As a college student in Michigan, Johns, who now lives in San Francisco, found himself with an extra credit hour on his schedule, so he enrolled in an art appreciation class. He purchased his first piece of fine art from a fellow student, and his passion for collecting began.
Becoming a Fan
In the late 1970s, Johns was vice president of corporate communications at Levi Strauss & Co. He and the National Endowment for the Humanities were major underwriters of a series of conferences called the Institute of the American West. Clinton Adams, Tamarind’s director from 1970 to 1985, attended one, and he and Johns became friends. Soon afterward, Johns visited Tamarind Institute and was impressed by the quality of the lithography being taught and produced there.
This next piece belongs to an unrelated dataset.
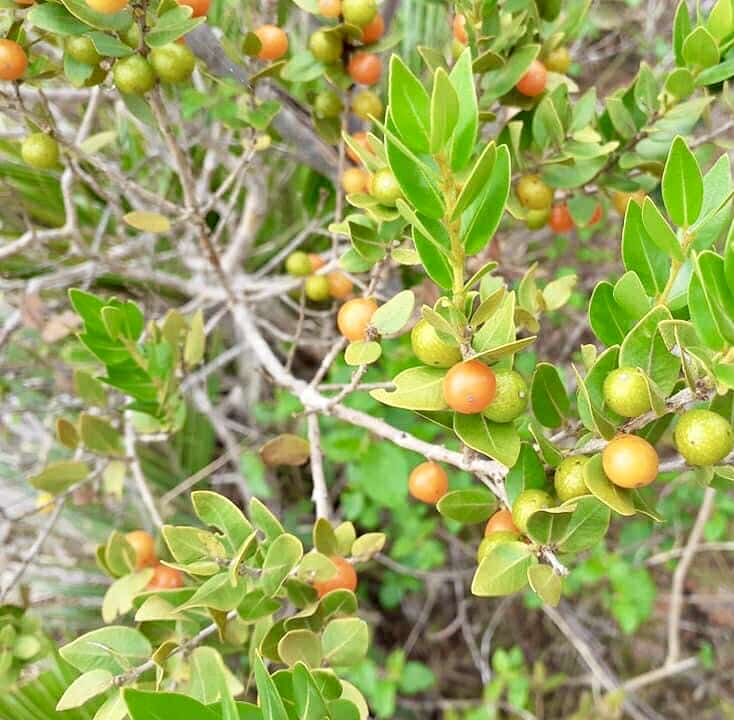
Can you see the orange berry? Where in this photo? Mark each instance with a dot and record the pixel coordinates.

Johns was one of the first members of the Collectors Club, according to Marjorie Devon, director of Tamarind since 1985. For an annual fee, members receive a specially commissioned print from a recognized artist whose name and work is not announced in advance. “It’s been a way to expand people’s knowledge about and interest in contemporary artists and to broaden their collecting habits a little bit,” Devon said of the club.
“Over the years, Johns’ collection has become so vast that he confesses he has no idea how many prints he owns. When he and his wife downsized from a large house to a small condo, they donated about 60 works, including many from Tamarind, to the Corcoran Gallery of Art in Washington, D.C. “It was hard to part with them,” Johns admitted.
Johns served on the Tamarind advisory board when talk began of the Institute’s need for a new building, and was quick to offer financial support.
“Bud has been an avid supporter and fan of Tamarind Institute,” Devon said. “He respects the fact that one of the things Tamarind does is educational programs and how important they are in making lithography accessible to artists in many places in the world.
“We have the only systematic training program for master printers,” she continued. “We get students from all over the world. Students take what they’ve learned here and establish their own studios. It’s made lithography more accessible.”
“It feels wonderful” to be able to give so generously to Tamarind, Johns said. The new building he has helped support, which opened in 2010 for the institute’s 50th anniversary, “blew me away. It’s beautiful. The old building was pieced together. This building was designed for what Tamarind Institute does.”